【法務NAVIまとめ】吸収合併手続まとめ
2016/01/12   商事法務, 戦略法務, M&A, 会社法, その他

1 吸収合併が多い理由

 M&A(合併・買収)の現場では、吸収合併が圧倒的に多い。理由は単純明快で、吸収合併は新設合併に比べて、登録免許税の額が安いからだ。吸収合併では、税額が資本金増加分の1000分の1.5なのに対し、新設合併では、税額が新設会社の資本金の1000分の1.5となる(登録免許税別表参照)。
参考:登録免許税一覧
 (出典:会社設立手続きを自分でやる!)

2 吸収合併手続の流れ

 合併を行うための手続きは、かなり複雑だが、概略すると以下のとおりになる。
 ① 合併契約書の作成(取締役会決議)
 ② 株主に対する通知・公告&会社の債権者に対する異議催告の通知
 ③ 合併承認株主総会での特別決議
 ④ 合併登記

 合併を行うために必要な時間的スケジュールも法律で定められている。
参考:吸収合併時間的スケジュール

(出典:すぐに使える!事例でわかる中小企業のための会社法Q&A:)

3 合併契約書の作成

合併契約においては、必ず合併契約書を作成しなければならない。
参考:合併契約書雛形
(出典:金子博人法律事務所)

また、合併契約書には記載しなければならない事項が法定されている。
参考:合併契約書の記載事項
(出典:TOMAコンサルタントグループ)

4 利害関係者保護

 吸収合併においては、利害関係者保護のため、会社債権者保護手続と、反対株主の買取請求が重要となる。
(1)会社債権者保護手続
 合併を行うと、会社の資産に変動があるため、株主、会社の債権者に対して重大な影響が生じるおそれがある。そこで、合併を行う場合には、事前に一定の事項を記載した書類を本店に備置し、株主や会社債権者に開示する必要がある。
 参考:事前備置書類雛形

(出典:名古屋証券取引所)

 また、官報に公告して、知れている債権者には、個別の催告を行う必要がる。
参考:「知れたる債権者に対して合併に関する催告をする催告書」の雛形
(出典:佐々木事務所)

 ただし、一定の場合には、個別の催告の代わりの措置を行うことが認められる。
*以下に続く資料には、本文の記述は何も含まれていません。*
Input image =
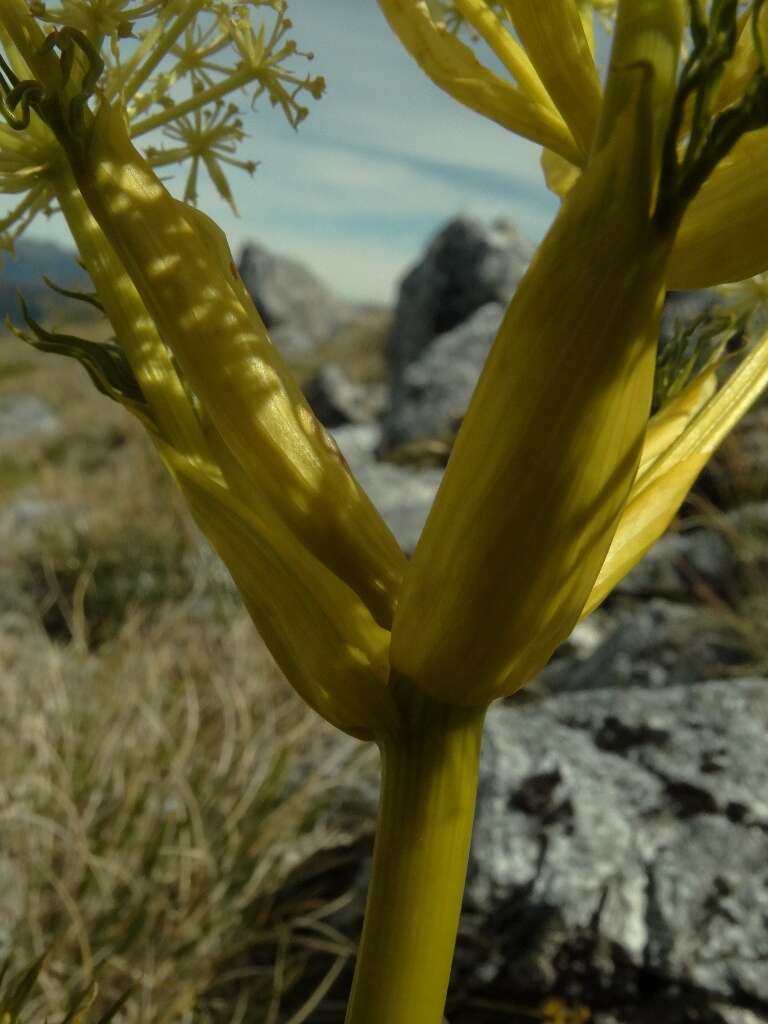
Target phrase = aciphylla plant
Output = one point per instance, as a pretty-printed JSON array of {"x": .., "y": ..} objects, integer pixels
[{"x": 559, "y": 480}]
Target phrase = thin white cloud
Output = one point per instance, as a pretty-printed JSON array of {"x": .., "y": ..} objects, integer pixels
[{"x": 383, "y": 160}]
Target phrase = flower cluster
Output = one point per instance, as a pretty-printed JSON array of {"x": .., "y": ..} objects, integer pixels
[{"x": 179, "y": 68}]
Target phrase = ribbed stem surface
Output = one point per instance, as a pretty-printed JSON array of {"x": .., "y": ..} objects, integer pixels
[{"x": 429, "y": 782}]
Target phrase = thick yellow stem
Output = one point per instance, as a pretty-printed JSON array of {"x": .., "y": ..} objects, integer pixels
[{"x": 429, "y": 782}]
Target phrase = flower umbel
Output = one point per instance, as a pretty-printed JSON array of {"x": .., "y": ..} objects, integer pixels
[{"x": 560, "y": 478}]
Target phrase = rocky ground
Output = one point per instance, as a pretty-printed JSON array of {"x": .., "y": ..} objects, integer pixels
[{"x": 620, "y": 864}]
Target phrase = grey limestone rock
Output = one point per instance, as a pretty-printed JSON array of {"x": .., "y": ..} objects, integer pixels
[
  {"x": 295, "y": 304},
  {"x": 337, "y": 400},
  {"x": 466, "y": 265},
  {"x": 650, "y": 645},
  {"x": 24, "y": 417},
  {"x": 622, "y": 835},
  {"x": 435, "y": 388},
  {"x": 403, "y": 496}
]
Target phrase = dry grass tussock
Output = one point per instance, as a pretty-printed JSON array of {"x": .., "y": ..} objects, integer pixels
[{"x": 167, "y": 805}]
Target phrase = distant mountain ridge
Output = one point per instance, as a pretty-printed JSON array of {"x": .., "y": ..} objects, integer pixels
[{"x": 24, "y": 269}]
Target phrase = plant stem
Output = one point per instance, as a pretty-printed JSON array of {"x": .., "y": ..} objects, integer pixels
[{"x": 429, "y": 782}]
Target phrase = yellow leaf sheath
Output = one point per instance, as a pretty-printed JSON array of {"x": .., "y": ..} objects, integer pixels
[
  {"x": 318, "y": 631},
  {"x": 680, "y": 442},
  {"x": 549, "y": 449},
  {"x": 197, "y": 299}
]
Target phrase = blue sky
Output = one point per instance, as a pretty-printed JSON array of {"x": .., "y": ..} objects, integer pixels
[{"x": 383, "y": 160}]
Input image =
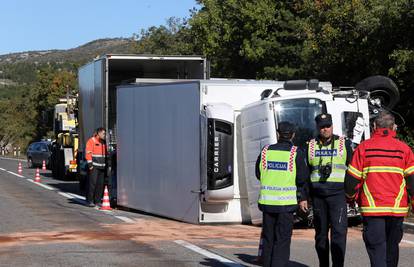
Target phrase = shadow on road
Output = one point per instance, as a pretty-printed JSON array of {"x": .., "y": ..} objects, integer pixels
[
  {"x": 249, "y": 259},
  {"x": 71, "y": 187},
  {"x": 215, "y": 263}
]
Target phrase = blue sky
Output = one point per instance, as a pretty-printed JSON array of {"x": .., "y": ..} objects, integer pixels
[{"x": 27, "y": 25}]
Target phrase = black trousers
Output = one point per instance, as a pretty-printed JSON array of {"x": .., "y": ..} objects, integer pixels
[
  {"x": 382, "y": 236},
  {"x": 330, "y": 212},
  {"x": 95, "y": 185},
  {"x": 277, "y": 235}
]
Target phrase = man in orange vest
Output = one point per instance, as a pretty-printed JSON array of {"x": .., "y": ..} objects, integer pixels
[
  {"x": 96, "y": 156},
  {"x": 380, "y": 177}
]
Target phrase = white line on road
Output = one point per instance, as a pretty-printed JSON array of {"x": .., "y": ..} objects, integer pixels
[
  {"x": 12, "y": 159},
  {"x": 74, "y": 197},
  {"x": 65, "y": 195},
  {"x": 18, "y": 175},
  {"x": 408, "y": 242},
  {"x": 42, "y": 185},
  {"x": 77, "y": 196},
  {"x": 125, "y": 219},
  {"x": 208, "y": 254}
]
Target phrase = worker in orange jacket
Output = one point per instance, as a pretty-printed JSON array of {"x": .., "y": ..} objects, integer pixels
[
  {"x": 96, "y": 156},
  {"x": 381, "y": 178}
]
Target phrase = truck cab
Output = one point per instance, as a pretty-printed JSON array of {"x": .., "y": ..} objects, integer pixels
[{"x": 298, "y": 102}]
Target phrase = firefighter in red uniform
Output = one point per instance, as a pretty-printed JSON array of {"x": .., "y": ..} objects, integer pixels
[
  {"x": 380, "y": 177},
  {"x": 96, "y": 155}
]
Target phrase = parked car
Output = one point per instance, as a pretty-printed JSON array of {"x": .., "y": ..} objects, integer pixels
[{"x": 39, "y": 152}]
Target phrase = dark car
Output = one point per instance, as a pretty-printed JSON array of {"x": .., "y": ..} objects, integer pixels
[{"x": 39, "y": 152}]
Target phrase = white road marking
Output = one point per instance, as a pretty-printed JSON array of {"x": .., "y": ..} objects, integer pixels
[
  {"x": 12, "y": 159},
  {"x": 65, "y": 195},
  {"x": 208, "y": 254},
  {"x": 408, "y": 242},
  {"x": 42, "y": 185},
  {"x": 125, "y": 219},
  {"x": 77, "y": 196},
  {"x": 18, "y": 175}
]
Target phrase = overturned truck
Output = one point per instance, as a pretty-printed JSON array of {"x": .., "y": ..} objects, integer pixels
[{"x": 184, "y": 146}]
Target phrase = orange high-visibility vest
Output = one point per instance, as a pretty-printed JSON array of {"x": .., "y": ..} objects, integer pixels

これにより株主や会社債権者に対して異議を申立てる資料を提供することになる。開示する内容・開示時期については会社法に定められている。
参考:個別催告を省略する方法

(出典:フォーサイト総合法律事務所)

(2)反対株主の買取請求
 吸収合併が行われると株式の経済的価値の変動、及び株主の持株比率の変動が生じる可能性がある。そこで合併の承認は、通常よりも決議要件のハードルを上げて特別決議により行われる。
 合併に反対する株主については、投下資本の回収の機会を与えるべく保有する株式の買取請求が認められる。買取価格は、会社と合併反対株主との協議により決定する。会社と合併反対株主との協議が整わない場合は、裁判所が公正な価格について判断することになる。
参考:反対株主の株式買取請求について
(出典:虎ノ門パートナーズ法律事務所)

5 合併登記

 合併の効力が発生すると、存続する会社においては変更登記を、消滅する会社においては解散の登記をする必要がある。